The signs of diabetes in women
Diabetes is a chronic illness that affects all races and ethnicities and ages as well as genders. Women are at higher risk than men.
Women who suffer from diabetes are more likely to experience complications, such as heart disease (the most frequent diabetes-related complication) and loss of vision.
One of the early signs of women suffering from diabetes is a higher thirst and increased the frequency of urination, which is known as polydipsia. This is because diabetes can cause excess sugar to build up in your bloodstream and your kidneys are not able to filter it out.
Men who suffer from diabetes show signs
In the case of diabetes it is when cells are unable make use of blood sugar (glucose) to generate energy. This is typically because the pancreas stops producing enough insulin.
This can lead to high blood glucose levels. Your body then tries to lower the level by flushing the excess glucose in your bloodstream via urine.
People with diabetes are typically thirsty, and they need to drink lots of fluids.
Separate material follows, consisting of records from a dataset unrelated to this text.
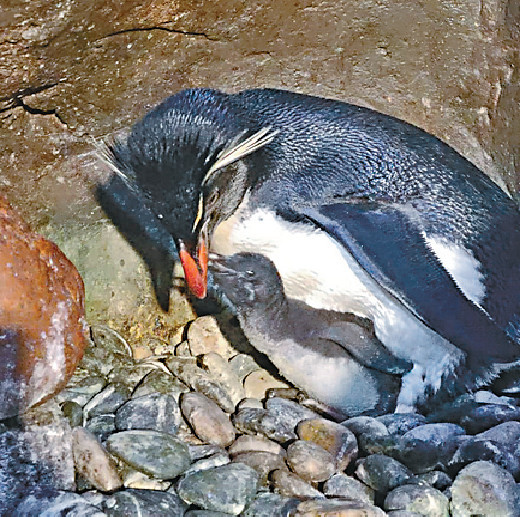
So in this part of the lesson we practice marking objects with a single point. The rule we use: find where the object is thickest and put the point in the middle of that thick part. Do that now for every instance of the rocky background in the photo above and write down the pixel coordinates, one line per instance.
(172, 409)
(73, 72)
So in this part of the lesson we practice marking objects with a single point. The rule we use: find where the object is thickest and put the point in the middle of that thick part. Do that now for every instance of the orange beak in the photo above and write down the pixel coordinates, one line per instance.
(195, 269)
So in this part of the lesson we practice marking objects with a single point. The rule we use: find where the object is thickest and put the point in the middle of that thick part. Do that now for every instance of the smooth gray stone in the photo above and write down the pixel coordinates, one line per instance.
(422, 499)
(429, 447)
(54, 503)
(268, 504)
(483, 488)
(228, 488)
(157, 454)
(140, 503)
(382, 473)
(156, 411)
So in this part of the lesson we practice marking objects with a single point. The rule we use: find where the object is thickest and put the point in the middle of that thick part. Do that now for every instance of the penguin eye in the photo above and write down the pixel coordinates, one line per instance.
(213, 196)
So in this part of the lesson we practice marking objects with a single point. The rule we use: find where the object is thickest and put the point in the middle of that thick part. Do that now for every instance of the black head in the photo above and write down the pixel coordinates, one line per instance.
(181, 161)
(247, 279)
(168, 153)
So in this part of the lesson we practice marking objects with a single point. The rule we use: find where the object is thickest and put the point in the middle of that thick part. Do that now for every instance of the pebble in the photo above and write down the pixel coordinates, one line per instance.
(508, 432)
(486, 416)
(215, 460)
(129, 373)
(220, 370)
(135, 479)
(249, 402)
(382, 473)
(158, 454)
(228, 488)
(102, 426)
(252, 443)
(138, 503)
(400, 423)
(430, 446)
(289, 411)
(337, 508)
(341, 485)
(259, 382)
(159, 381)
(82, 390)
(436, 478)
(268, 504)
(366, 425)
(93, 462)
(474, 449)
(310, 461)
(207, 419)
(260, 420)
(334, 438)
(483, 488)
(263, 462)
(73, 412)
(197, 452)
(155, 411)
(201, 381)
(204, 336)
(107, 401)
(56, 503)
(423, 499)
(291, 485)
(243, 365)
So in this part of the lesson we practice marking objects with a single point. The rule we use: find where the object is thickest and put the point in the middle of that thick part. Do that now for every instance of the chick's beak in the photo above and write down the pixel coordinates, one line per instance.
(195, 267)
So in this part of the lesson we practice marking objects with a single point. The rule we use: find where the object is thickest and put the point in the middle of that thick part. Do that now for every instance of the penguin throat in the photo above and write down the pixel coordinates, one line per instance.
(196, 269)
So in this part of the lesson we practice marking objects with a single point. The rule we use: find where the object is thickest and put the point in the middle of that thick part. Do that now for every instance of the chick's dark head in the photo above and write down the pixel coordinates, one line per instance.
(248, 279)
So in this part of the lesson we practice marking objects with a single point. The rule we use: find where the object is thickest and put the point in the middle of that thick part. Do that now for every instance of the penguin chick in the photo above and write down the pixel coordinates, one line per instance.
(334, 357)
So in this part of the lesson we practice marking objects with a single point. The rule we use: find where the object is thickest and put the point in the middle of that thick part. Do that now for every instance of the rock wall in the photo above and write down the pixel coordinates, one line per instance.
(76, 71)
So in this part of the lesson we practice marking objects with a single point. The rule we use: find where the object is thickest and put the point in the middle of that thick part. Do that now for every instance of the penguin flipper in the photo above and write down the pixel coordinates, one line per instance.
(365, 348)
(391, 248)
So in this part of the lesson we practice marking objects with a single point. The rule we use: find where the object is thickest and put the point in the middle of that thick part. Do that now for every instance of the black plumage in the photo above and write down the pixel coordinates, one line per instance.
(432, 244)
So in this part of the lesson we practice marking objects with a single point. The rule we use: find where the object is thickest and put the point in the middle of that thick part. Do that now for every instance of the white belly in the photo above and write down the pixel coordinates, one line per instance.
(316, 269)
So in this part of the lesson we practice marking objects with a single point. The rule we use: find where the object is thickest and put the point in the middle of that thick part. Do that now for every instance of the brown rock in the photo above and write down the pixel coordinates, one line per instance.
(262, 462)
(93, 462)
(42, 310)
(291, 485)
(337, 508)
(255, 443)
(208, 421)
(335, 438)
(310, 461)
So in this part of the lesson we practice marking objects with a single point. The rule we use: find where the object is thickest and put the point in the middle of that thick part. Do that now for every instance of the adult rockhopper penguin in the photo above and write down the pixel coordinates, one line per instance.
(360, 212)
(333, 356)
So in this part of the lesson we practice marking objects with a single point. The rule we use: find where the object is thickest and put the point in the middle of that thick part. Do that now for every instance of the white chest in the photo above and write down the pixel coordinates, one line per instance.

Men may also lose weight since their bodies use muscles for energy instead of fat. This is because blood sugar levels remain high for prolonged periods of time.
A healthy diet with a low-carbohydrate diet is a crucial aspect of managing the condition. It can help regulate blood sugar levels control weight and reduce the risk factors for heart diseases.
It is important to include whole foods in your diet, such as fruits, vegetables and whole grains. Also, dairy products that are low in fat products, beans, and legumes are a good choice. It should be low in added sugars and saturated fats (unhealthy).
You may also want to limit the amount of sweetened drinks with sugar you consume. These drinks usually contain a lot of sugar in them, which can lead to high blood sugar levels.
Your doctor might prescribe diabetes-related medications to keep your blood sugar (glucose) levels within an acceptable range. These drugs are often paired with lifestyle changes, such as exercise and diet to manage the condition.
If your blood sugar levels aren’t being well controlled by one medicine it is possible that a different medicine will be added. Your doctor will assist you to choose the best medicine for your needs and preferences.
Newer medications, such as sodium-glucose-cotransporter-2 inhibitors as well as glucagon antagonists for the peptide-1 receptor, decrease blood sugar levels and provide benefits for the kidneys and cardiovascular system, while reducing the chance of developing complications. They can also be beneficial for weight loss and are available in tablet and injectable forms.